Батюшка-спелеолог не миндальничает с не в меру любопытными приблудными: «Вы разворачивайтесь на 180 градусов и идите откуда пришли; вы не с нами здесь», — под землей пьяные быки смиренно следуют указаниям особы духовного звания. Представитель администрации договорился с менеджерами Псково-Печерской лавры, чтобы нас без очереди пустили в главный здешний аттракцион — подземелья, «пещеры богом зданные». В псковских нерукотворных пещерах, обозначенных на входе ярким, золотым по красному, транспарантом, хоронят вот уже лет девятьсот, и сейчас там не то 11, не то 16 тысяч гробов. Чтобы низвергнуться в катакомбы, надо сначала проникнуть на территорию монастыря, который занимает внутренность живописного оврага.

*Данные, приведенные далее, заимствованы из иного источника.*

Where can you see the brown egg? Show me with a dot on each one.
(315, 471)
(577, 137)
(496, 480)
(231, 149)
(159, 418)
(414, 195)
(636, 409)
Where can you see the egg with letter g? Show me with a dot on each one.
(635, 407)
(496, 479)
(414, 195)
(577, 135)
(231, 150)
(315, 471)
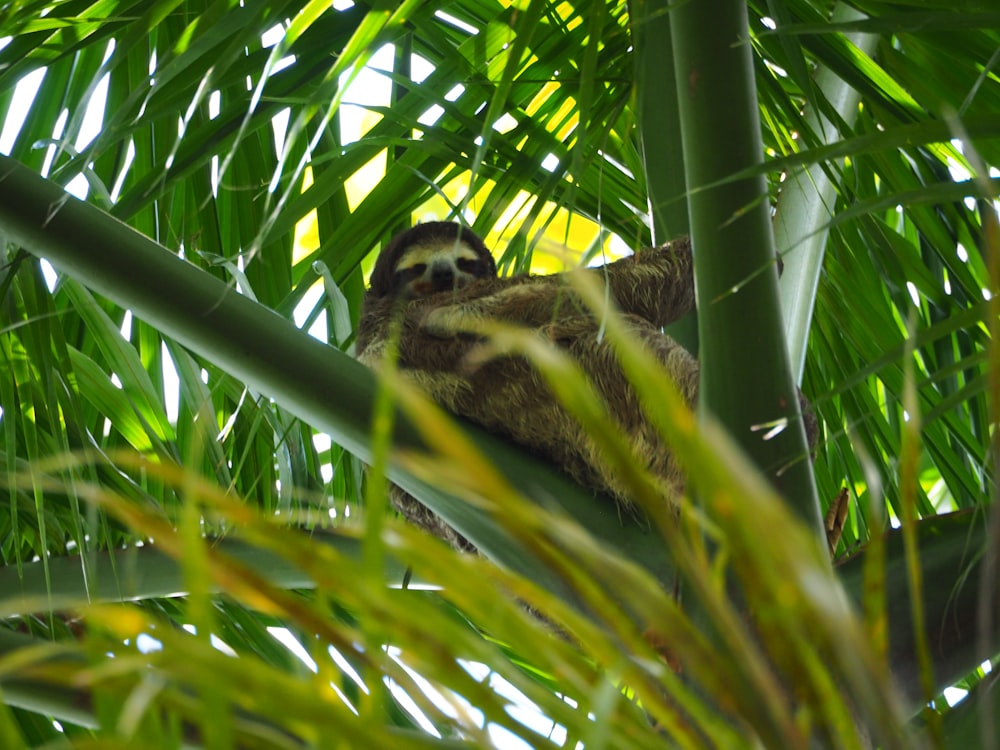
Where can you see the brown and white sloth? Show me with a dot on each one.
(436, 275)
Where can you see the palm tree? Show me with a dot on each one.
(192, 553)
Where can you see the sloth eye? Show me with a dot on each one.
(406, 275)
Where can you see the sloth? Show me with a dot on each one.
(437, 280)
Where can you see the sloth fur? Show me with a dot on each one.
(437, 305)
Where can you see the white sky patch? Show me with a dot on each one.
(505, 124)
(431, 115)
(24, 92)
(286, 639)
(171, 385)
(146, 643)
(272, 36)
(550, 163)
(457, 23)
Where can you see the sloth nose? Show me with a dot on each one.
(442, 276)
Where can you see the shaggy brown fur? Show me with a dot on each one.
(505, 394)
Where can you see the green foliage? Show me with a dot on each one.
(160, 425)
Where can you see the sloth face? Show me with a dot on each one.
(426, 269)
(435, 257)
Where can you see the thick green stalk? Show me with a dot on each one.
(660, 137)
(746, 382)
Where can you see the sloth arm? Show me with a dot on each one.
(655, 284)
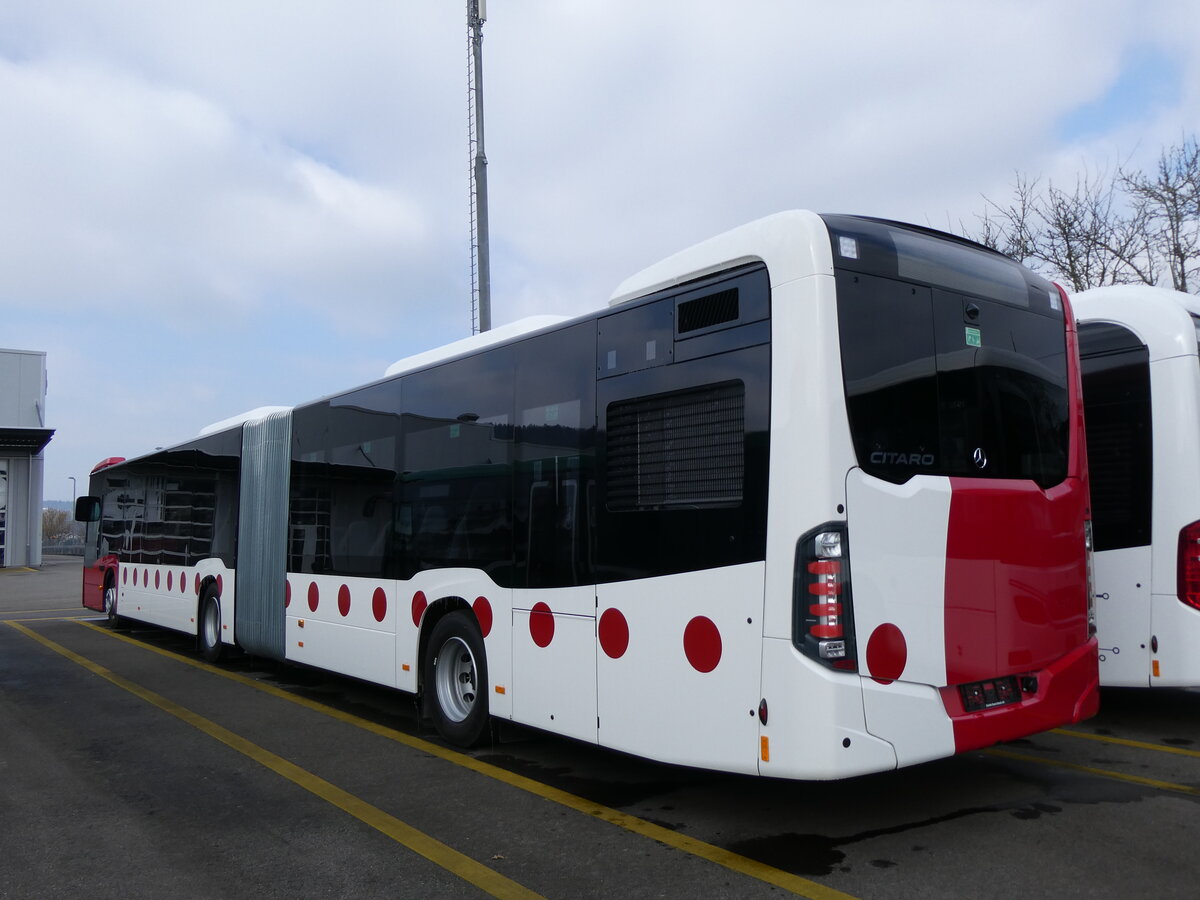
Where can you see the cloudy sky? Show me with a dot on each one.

Издали он похож на фантик от шоколадки «Сказки Пушкина», и чем ближе, тем больше подтверждается первое впечатление: аляповатая азиатчина. Ортодоксальные избушки декорированы сусальным золотом, на крышах грядками высажены башни-луковки. В овраг спускаются по выложенной брусчаткой «кровавой дороге» — Грозный, как справедливо указано в каком-то из романов Проханова, нес по ней на руках тело убитого им Корнилия. Справа остается стеклянная коробка — еще один штрих в эклектичной картине — в которой почему-то выставлена «Коляска Анны Иоанновны». Это богатый монастырь. По мощеной дороге деловито снует массовка из раскормленных батюшек, изможденных схимников, бритых паломников в спортивных костюмах и кожаных куртках и паломниц в некрасивых хиджабах, как у мусульманских женщин. Поскольку где-то поблизости находится не то священный источник, не то колодец, повсеместно распространенным здесь реквизитом является пятилитровая пластиковая баклага из-под «акваминерале». То тут, то там можно увидеть «старцев», тех самых, надо полагать, которые, если верить автору передовицы «По молитвам старцев сгорело Останкино», молились в свое время об испепелении «этой огромной бетонной суки» — имелась в виду «сатанинская башня».

Псковский Кремль.



Псков, который покажется внимательному прохановскому читателю его наследственной вотчиной, никогда на самом деле не фигурировал в его родовой памяти. Он нашел свою «духовную Мекку» сам — более того, случайно. Мать, большая любительница отечественного туризма, купила себе путевку в Псков и заболела. Он только что сдал сопромат и с грехом пополам закончил первый курс; работать он не собирался, так что ничто не мешало ему поехать вместо матери. Осмотрев вокзал, где отрекся Николай Второй, он отправился в центр, к Довмонтову городу, тамошнему кремлю. Пораженный мощной северной фортификационной архитектурой и величественным собором, он оказался достаточно открытым человеком, чтобы обратить внимание и на современность, вовсю осваивавшую средневековую крепость. Внутреннее пространство вдоль и поперек было перерыто ленинградскими археологами, которые в тот момент рыскали по всему Русскому Северу в поисках берестяных грамот, это была своего рода золотая лихорадка. В одном из шурфов внимание молодого экскурсанта привлекла необычайно красивая девушка, рассматривавшая найденный нож и некие предметы, похожие на курительные трубки.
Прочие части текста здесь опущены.